Adversarial ML

The existence of adversarial examples for neural networks has been first observed in the context of image classification [Szegedy et al., 2014]. There are many great review papers on adversarial attacks and corresponding defenses. For example, the following publications are open access: [Ren et al., 2020; Khamaiseh et al., 2022; Meyers et al., 2023; Liu et al., 2024].

Adversarial attacks

We consider image classification as a prototypical problem for the occurrence of adversarial inputs. Given a dataset \(\{(\boldsymbol{x}_i, y_i)\}_{i=1}^N\) of images \(\boldsymbol{x}_i\) and labels \(y_i\). The weights \(\boldsymbol{\theta}\) of a neural network \(\mathcal{M}_{\boldsymbol{\theta}}(\boldsymbol{x})\) can be found by minimizing a loss function:

\[\hat{\boldsymbol{\theta}} = \operatorname*{arg\,min}_{\boldsymbol{\theta}} \frac{1}{N} \sum_{i=1}^N L(\mathcal{M}_{\boldsymbol{\theta}}(\boldsymbol{x}_i), y_i).\]

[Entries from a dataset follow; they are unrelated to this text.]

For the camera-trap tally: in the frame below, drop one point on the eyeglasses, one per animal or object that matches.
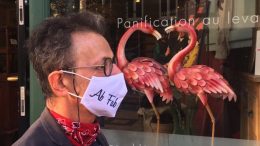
(107, 66)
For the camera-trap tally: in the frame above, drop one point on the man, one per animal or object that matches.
(73, 62)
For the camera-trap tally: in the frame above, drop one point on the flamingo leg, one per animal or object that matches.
(157, 117)
(150, 95)
(213, 123)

Here, \(L(\mathcal{M}_{\boldsymbol{\theta}}(\boldsymbol{x}), y)\) is the contribution of a single data point \((\boldsymbol{x}, y)\).

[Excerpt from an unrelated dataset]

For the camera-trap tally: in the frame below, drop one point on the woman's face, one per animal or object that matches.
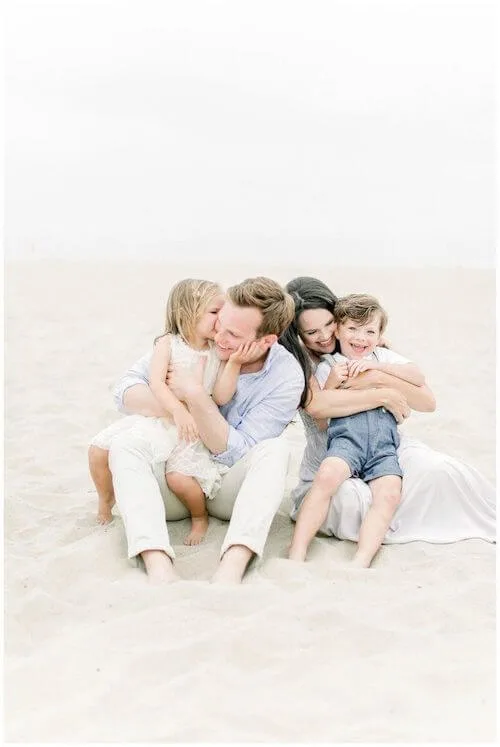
(317, 329)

Given a trained classifier, one can try to (imperceptibly) perturb an input \(\boldsymbol{x}\) such the altered image \(\tilde{\boldsymbol{x}} \in \mathcal{B}_p(\boldsymbol{x}, \epsilon)\) is misclassified. A small \(\ell_p\)-ball \(\mathcal{B}_p(\boldsymbol{x}, \epsilon) = \{\boldsymbol{x}^\star \colon \lVert \boldsymbol{x}^\star -\boldsymbol{x} \rVert_p \leq \epsilon\}\) with radius \(\epsilon > 0\) is often used to constrain the image modification. This adversarial attack can be formulated as the constrained optimization problem of maximizing the loss:

\[\tilde{\boldsymbol{x}} = \operatorname*{arg\,max}_{\boldsymbol{x}^\star \in \mathcal{B}_p(\boldsymbol{x}, \epsilon)} L(\mathcal{M}_{\boldsymbol{\theta}}(\boldsymbol{x}^\star), y).\]

Beyond perturbations contained in a small \(\epsilon\)-neighborhood, any image modification that can be reasonably assumed not to change the true class label is admissible here. It is noted that this opens up vast spaces of possible attacks. The attack is successful if \(\mathcal{M}_{\boldsymbol{\theta}}(\tilde{\boldsymbol{x}})\) predicts the wrong label.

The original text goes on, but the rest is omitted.